Threat Reduction Assessment: a Practical and Cost‐Effective Approach to Evaluating Conservation and Development Projects

Abstract: There is a growing debate over the extent to which integrated conservation and development projects are contributing to conservation. One of the chief reasons for this debate is that there are few if any standardized and cost‐effective methods for defining and measuring conservation success so that different projects can be assessed over time or compared to other projects in different ecological and socioeconomic contexts. Current biologically based approaches to measuring conservation outcome have a number of practical limitations that preclude their use by typical project teams. As a result, most project teams do not measure project outcome and thus find it difficult to determine whether their interventions are working.
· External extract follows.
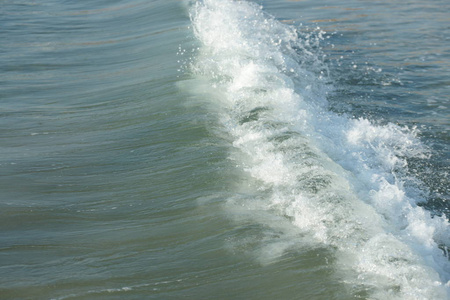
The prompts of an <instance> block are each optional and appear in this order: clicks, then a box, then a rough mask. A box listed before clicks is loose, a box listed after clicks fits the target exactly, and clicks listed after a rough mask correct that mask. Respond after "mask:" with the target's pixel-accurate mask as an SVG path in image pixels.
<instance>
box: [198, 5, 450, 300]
mask: <svg viewBox="0 0 450 300" xmlns="http://www.w3.org/2000/svg"><path fill="white" fill-rule="evenodd" d="M192 24H193V29H194V32H195V35H196V37H197V38H198V40H199V41H200V43H201V47H200V49H199V53H198V55H197V57H196V61H195V63H194V64H193V65H192V71H193V72H194V73H195V74H197V75H199V76H204V77H207V78H209V80H210V89H211V90H214V96H211V101H212V102H213V103H215V105H217V106H218V107H219V109H218V111H220V118H221V121H222V124H223V130H225V131H226V132H227V133H228V134H229V135H230V136H231V138H232V140H233V142H232V145H233V147H234V148H235V149H237V150H238V151H237V152H236V154H235V156H234V159H235V160H236V161H237V162H238V164H239V165H241V166H242V167H243V169H244V170H246V172H247V174H248V176H250V177H251V178H253V179H254V180H256V182H257V183H256V188H257V189H259V190H263V191H265V193H264V197H263V199H262V200H261V201H262V203H263V204H262V206H263V207H265V209H267V210H275V211H277V212H278V213H279V214H281V215H285V216H286V217H288V219H289V220H291V224H292V225H293V226H296V228H297V229H299V230H301V231H302V232H304V233H305V234H307V235H308V236H309V237H310V238H312V239H314V241H315V243H316V244H317V245H318V246H332V247H334V248H335V249H337V254H336V256H337V258H338V260H337V263H336V264H337V267H338V272H340V273H342V274H343V276H345V278H346V279H345V280H346V282H348V284H349V286H352V285H362V286H365V287H366V288H367V290H371V293H372V295H371V297H373V298H376V299H447V297H448V296H449V294H448V286H449V283H448V281H449V279H450V265H449V262H448V259H447V258H446V257H445V256H444V255H443V251H442V250H440V249H439V247H438V246H439V245H445V244H446V245H447V246H448V245H449V240H450V238H449V237H450V236H449V225H448V221H447V220H446V219H445V218H443V217H442V218H439V217H434V218H432V217H431V215H430V214H429V213H428V212H427V211H425V210H423V209H422V208H420V207H418V206H417V203H418V202H419V201H422V200H423V199H424V197H425V194H426V192H425V191H424V190H425V189H424V188H423V184H422V183H421V182H420V181H419V180H417V179H416V178H413V177H411V176H410V175H408V171H407V158H425V157H427V156H428V155H429V154H428V153H427V150H426V147H424V146H423V145H422V144H421V142H420V140H419V139H417V138H416V132H415V130H412V129H408V128H402V127H399V126H397V125H394V124H387V125H374V124H372V123H371V122H369V121H368V120H365V119H351V118H347V117H345V116H339V115H336V114H334V113H332V112H330V111H329V110H328V109H327V105H328V104H327V101H326V96H327V94H328V92H329V91H330V90H331V89H332V86H331V85H330V84H327V82H326V80H327V79H326V76H324V74H325V73H326V65H324V64H323V63H322V62H321V59H320V57H319V55H318V54H317V53H315V52H314V50H313V49H314V47H315V46H317V42H318V40H320V34H321V33H319V34H318V35H317V37H316V38H314V36H313V35H311V34H303V33H301V32H297V30H296V29H295V28H294V27H292V26H289V25H285V24H282V23H280V22H278V21H276V20H275V19H273V18H271V17H270V16H268V15H266V14H264V13H263V11H262V9H261V7H259V6H257V5H255V4H252V3H249V2H245V1H231V0H204V1H201V2H197V3H196V4H195V5H193V9H192ZM248 201H249V202H250V201H251V200H248ZM260 207H261V205H260ZM283 243H285V244H288V245H289V247H291V246H292V243H286V242H285V241H284V242H283ZM267 249H276V251H275V250H274V252H277V253H279V252H280V251H279V250H280V248H279V247H278V248H277V247H275V246H273V245H271V246H270V247H269V248H267ZM267 249H266V250H267ZM263 252H264V256H267V253H268V252H270V251H269V250H267V251H263Z"/></svg>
To address this problem, we have developed an approach called threat reduction assessment (TRA) that measures project outcome. We explore the background for this approach, focusing on program evaluation in other disciplines, including engineering and public health; next we develop a model of the conservation and development context. We then propose one way in which this approach might be implemented through the calculation of a TRA index. Finally, we present and analyze examples of the approach in use in projects from Papua New Guinea, Indonesia, and Madagascar. We found that although the TRA approach has the theoretical disadvantages of being a proxy measurement of biodiversity and is subject to bias, it has the theoretical advantages of being sensitive to changes over short time periods and throughout a project site, and of allowing comparison among projects in different settings. Furthermore, it is practical and cost‐effective because it is based on data collected through simple techniques, it is directly related to project interventions, it is readily interpreted by project staff, and it can be done in retrospect. Although the TRA approach will need further refinement, it could be an important complement to biological approaches to measuring conservation project success.